5. “Something You Got,” Koko Taylor
King united with a gaggle of old friends on 1993’s Blues Summit. The most upbeat pairing is King and Taylor, the late Chicago blues belter who was the feminine side’s answer to Howlin’ Wolf. This song about romantic magnetism ups the energy on Joe Jones’ original version.
4. “You Shook Me,” John Lee Hooker
Also from Blues Summit, King and Hooker are a study in well-suited contrasts performing this Willie Dixon-penned classic that Jimmy Page and Robert Plant made into a signature performance for Led Zeppelin. Hooker’s perambulating vocals blur the song’s structural lines and his guitar riffs slash like lighting strikes as King’s well-developed and personalized formalism colors within the lines, maintaining focus.

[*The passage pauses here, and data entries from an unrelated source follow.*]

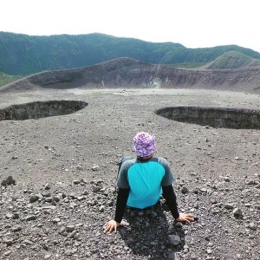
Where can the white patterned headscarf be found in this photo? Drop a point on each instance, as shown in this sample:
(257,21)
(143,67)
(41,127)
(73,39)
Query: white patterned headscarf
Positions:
(144,144)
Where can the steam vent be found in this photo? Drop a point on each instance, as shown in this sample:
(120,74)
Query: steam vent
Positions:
(39,109)
(214,117)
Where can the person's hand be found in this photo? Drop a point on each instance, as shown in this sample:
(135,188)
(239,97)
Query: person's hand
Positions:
(110,226)
(185,218)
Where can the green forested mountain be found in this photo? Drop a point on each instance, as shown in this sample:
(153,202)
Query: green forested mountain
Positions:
(23,54)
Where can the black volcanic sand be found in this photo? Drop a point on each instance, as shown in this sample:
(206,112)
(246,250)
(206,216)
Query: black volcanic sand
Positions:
(65,169)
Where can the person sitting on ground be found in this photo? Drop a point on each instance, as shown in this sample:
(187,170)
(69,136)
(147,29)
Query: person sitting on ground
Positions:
(142,182)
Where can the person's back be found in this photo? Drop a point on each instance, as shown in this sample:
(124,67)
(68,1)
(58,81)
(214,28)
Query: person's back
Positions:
(143,180)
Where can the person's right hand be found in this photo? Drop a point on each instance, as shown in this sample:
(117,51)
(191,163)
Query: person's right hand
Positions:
(110,226)
(185,218)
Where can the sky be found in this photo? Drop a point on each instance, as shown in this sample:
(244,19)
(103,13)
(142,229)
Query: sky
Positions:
(192,23)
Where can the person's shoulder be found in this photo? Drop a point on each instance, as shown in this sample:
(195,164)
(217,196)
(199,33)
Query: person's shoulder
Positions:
(128,163)
(162,161)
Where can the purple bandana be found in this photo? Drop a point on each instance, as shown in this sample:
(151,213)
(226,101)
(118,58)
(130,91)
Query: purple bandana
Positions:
(144,144)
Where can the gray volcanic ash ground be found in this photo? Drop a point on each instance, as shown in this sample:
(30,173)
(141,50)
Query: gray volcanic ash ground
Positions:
(65,170)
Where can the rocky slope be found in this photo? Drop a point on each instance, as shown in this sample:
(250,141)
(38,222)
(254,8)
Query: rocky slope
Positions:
(129,73)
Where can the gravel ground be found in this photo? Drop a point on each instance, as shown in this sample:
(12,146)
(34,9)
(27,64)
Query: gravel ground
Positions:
(65,168)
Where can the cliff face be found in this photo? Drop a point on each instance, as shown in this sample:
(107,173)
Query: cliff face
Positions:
(129,73)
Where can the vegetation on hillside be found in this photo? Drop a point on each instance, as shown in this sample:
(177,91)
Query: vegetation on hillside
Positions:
(232,60)
(6,79)
(23,54)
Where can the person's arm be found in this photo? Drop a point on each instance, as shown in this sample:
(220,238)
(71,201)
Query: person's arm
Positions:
(121,204)
(121,201)
(169,195)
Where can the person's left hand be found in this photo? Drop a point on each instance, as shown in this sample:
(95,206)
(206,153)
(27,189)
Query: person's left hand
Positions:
(110,226)
(185,218)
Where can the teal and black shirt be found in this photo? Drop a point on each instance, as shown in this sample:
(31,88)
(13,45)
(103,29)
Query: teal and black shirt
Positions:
(141,183)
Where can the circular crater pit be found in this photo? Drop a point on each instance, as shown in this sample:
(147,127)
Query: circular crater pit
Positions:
(214,117)
(41,109)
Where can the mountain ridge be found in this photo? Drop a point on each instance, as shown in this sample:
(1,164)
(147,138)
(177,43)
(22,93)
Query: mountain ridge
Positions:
(23,54)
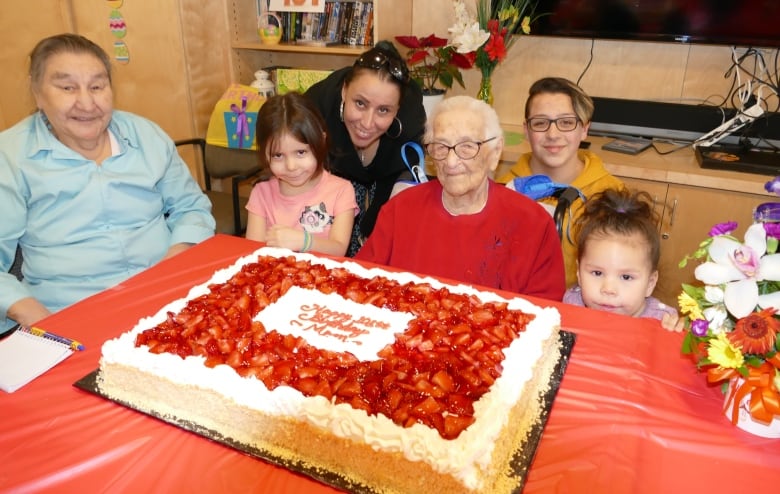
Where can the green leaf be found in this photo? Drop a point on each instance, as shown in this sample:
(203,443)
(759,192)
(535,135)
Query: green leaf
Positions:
(688,344)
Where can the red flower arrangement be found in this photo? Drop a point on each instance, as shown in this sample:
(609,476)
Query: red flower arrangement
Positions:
(432,60)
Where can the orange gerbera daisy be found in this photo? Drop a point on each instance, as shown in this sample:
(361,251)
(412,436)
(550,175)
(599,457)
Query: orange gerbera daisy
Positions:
(756,333)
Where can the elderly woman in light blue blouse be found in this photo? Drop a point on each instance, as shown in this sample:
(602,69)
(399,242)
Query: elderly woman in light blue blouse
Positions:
(91,195)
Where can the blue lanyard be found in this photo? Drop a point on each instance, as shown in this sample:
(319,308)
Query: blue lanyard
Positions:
(418,170)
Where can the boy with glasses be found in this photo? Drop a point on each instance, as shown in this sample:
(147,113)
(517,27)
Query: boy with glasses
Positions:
(557,119)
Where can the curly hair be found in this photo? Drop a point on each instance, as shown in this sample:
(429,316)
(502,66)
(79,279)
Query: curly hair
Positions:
(620,212)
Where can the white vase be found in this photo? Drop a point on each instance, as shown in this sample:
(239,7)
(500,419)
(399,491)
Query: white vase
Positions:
(745,421)
(431,100)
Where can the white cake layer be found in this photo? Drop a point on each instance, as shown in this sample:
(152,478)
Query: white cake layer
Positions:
(463,458)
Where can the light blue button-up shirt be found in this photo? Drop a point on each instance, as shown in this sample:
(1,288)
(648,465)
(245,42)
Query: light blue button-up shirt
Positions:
(83,227)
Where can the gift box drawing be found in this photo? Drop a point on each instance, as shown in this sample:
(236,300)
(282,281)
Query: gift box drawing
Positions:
(234,118)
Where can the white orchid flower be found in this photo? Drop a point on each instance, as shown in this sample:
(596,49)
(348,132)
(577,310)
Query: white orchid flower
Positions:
(713,294)
(469,39)
(739,268)
(717,316)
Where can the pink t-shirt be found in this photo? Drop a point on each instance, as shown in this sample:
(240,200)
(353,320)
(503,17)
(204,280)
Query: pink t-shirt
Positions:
(314,210)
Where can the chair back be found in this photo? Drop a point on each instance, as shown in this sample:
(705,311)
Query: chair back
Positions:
(16,267)
(222,162)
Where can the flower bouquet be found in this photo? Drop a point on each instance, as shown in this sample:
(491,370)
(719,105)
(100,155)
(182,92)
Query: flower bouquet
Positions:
(487,38)
(433,63)
(732,320)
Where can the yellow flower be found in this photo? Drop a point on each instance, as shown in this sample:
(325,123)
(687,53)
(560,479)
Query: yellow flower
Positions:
(688,305)
(526,25)
(723,353)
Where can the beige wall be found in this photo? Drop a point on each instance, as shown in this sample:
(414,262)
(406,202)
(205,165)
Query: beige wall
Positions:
(669,72)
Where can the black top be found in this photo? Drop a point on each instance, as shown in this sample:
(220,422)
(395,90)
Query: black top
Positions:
(373,183)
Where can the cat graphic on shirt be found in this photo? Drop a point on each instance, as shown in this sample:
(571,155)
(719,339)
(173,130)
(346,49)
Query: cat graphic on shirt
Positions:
(315,218)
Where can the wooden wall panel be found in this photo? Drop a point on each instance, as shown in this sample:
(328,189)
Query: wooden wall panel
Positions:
(207,56)
(154,83)
(20,30)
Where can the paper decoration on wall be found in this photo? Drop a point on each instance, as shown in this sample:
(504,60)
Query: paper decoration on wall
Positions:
(118,27)
(117,24)
(121,52)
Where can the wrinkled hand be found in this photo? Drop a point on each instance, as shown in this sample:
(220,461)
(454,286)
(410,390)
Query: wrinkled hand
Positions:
(285,237)
(672,322)
(27,311)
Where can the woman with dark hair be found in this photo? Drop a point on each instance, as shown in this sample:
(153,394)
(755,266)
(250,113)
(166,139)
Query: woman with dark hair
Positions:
(371,109)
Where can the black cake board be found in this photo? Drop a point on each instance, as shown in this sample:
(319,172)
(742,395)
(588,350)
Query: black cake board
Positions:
(520,463)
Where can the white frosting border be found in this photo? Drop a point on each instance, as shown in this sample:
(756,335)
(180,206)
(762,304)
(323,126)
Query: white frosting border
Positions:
(463,457)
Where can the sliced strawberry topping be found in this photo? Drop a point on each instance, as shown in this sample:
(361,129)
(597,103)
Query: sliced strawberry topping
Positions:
(448,357)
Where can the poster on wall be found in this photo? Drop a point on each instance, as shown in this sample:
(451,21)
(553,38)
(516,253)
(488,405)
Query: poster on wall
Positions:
(118,27)
(296,5)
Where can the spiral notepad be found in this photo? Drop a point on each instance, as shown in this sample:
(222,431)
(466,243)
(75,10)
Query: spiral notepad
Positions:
(25,356)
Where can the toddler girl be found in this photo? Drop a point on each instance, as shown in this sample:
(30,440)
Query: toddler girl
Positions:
(617,257)
(302,207)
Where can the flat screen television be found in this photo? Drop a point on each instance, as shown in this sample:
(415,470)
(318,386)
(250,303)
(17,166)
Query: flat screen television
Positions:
(728,22)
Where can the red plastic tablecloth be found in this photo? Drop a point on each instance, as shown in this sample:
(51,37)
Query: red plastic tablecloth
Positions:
(631,415)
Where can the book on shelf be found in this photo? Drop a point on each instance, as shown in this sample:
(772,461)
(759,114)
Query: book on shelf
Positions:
(341,22)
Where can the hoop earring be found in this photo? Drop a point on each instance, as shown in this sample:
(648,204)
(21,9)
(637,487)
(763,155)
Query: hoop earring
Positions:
(400,129)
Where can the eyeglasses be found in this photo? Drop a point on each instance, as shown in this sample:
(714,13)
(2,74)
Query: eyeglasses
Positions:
(374,59)
(465,150)
(541,124)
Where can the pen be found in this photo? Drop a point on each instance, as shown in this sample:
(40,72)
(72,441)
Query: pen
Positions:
(73,344)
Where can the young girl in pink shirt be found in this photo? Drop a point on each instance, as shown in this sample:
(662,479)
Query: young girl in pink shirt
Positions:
(302,207)
(617,257)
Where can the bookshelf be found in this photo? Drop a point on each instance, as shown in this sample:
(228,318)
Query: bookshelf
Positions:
(248,53)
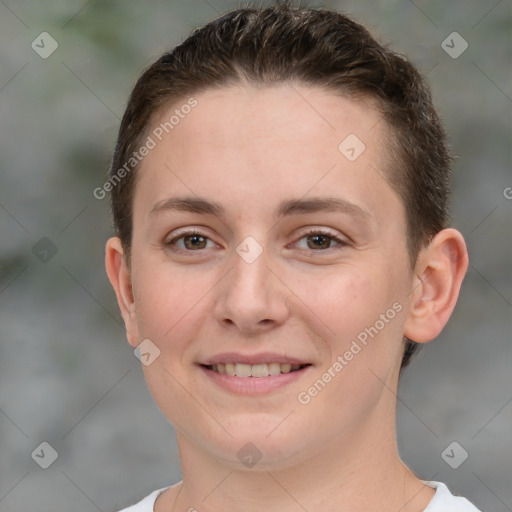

3. In London, Peter Green, etc.
King said the only guitar player who ever made him nervous was Peter Green, but he sounds relaxed as a pussycat in the sun on this session which features the early Fleetwood Mac guitar legend as well as Brit all-stars Ringo Starr, Gary Wright, Alexis Corner, Steve Marriott, Klaus Voorman and American ringers Jim Gordon, Bobby Keys, Jim Keltner and Dr. John. Recorded just a year after “The Thrill is Gone,” In London finds King at the top of his game, passing the torch to another generation – as he still does today.
2. “Ain’t Nobody Home,” Daryl Hall
This track from another of King’s duets albums, 2005’s B.B. King and Friends: 80, puts this great Jerry Ragovoy number that was first cut by Howard Tate to the fore. It’s not only a tribute to King’s unflagging abilities as a song interpreter, it’s a reminder that Daryl Hall is one of the greatest voices in American soul music.
1. “Standing Outside a Phone Booth With Money in My Hand,” Primitive Radio Gods
One-hit-wonder alternative rock group Primitive Radio Gods owes their 1996 Top 10 success to a sample from King’s 1964 performance of “How Blue Can You Get.” What’s striking is how compelling King’s driven vocal performance makes the simple lines “I’ve been downhearted, baby/Every since the day we met.” And that’s no typo. King lays the juice on “every,” pronouncing “ever” with just the right Mississippi dialect.